“Your mother reminded me, Miss Ann.”
As soon as Ann’s toilet was properly made, according to Adeline’s notion rather than to Ann’s, she hurried to her grandmother’s room and rapped. Nancy, smiling broadly, opened the door, and beyond were the open arms of Grandmother.
“Dear child, dear child! How glad I am to see you! Your Grandmother is getting so she can scarcely spare you any more!”
“Good, Grandmother! It is fine to hear that. I hope that we can be together except in school time, and we might even manage that sometimes, if you would come oftener.”

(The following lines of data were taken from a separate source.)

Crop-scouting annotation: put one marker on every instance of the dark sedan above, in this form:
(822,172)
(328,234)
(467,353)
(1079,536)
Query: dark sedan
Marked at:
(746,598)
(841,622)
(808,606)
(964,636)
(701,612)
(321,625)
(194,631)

“When you go to Paris to study, I’ll go with you,” laughed Grandmother. She waved Ann to a seat near her and asked to hear the latest school news. How glad Ann was that there were no more things to be explained, no more uncertain strivings to find and destroy the cause of misunderstanding. “Your father seems to be having a pleasant visit,” said Madam LeRoy proudly.
“I never saw Dad look happier,” agreed Ann. “We are all happy,—I hope.” Ann added that, for she wondered about Aunt Sue. “It will be a wonderful Christmas time. Why, Maury brought us home in the ‘family sleigh,’ so pretty, with its curves and fine fittings!”
“Did you like it? That old sleigh has quite a history. I will tell you some of it this vacation, when there is an opportunity. But tell me more about those girls,—the Jolly Six, is it, or have you more in numbers, as you had in Montana last summer?”
“The Jolly Six still exists, but they are not all of my friends, by any means. We have had a wonderful time, rushing girls for the ‘Bats’ and ‘Owls,’ and Suzanne is so much happier and better off in the new suite.”
“I never liked her friendship with Madeline Birch,” said Madam LeRoy, “but I did not like to insist on her rooming with you last year, after Sue explained the arrangement, though it was largely for your sake that I let it alone. Although you and Suzanne are cousins, and Suzanne is a dear child, it does not necessarily follow that relationship makes people congenial. So it was that I did not interfere.”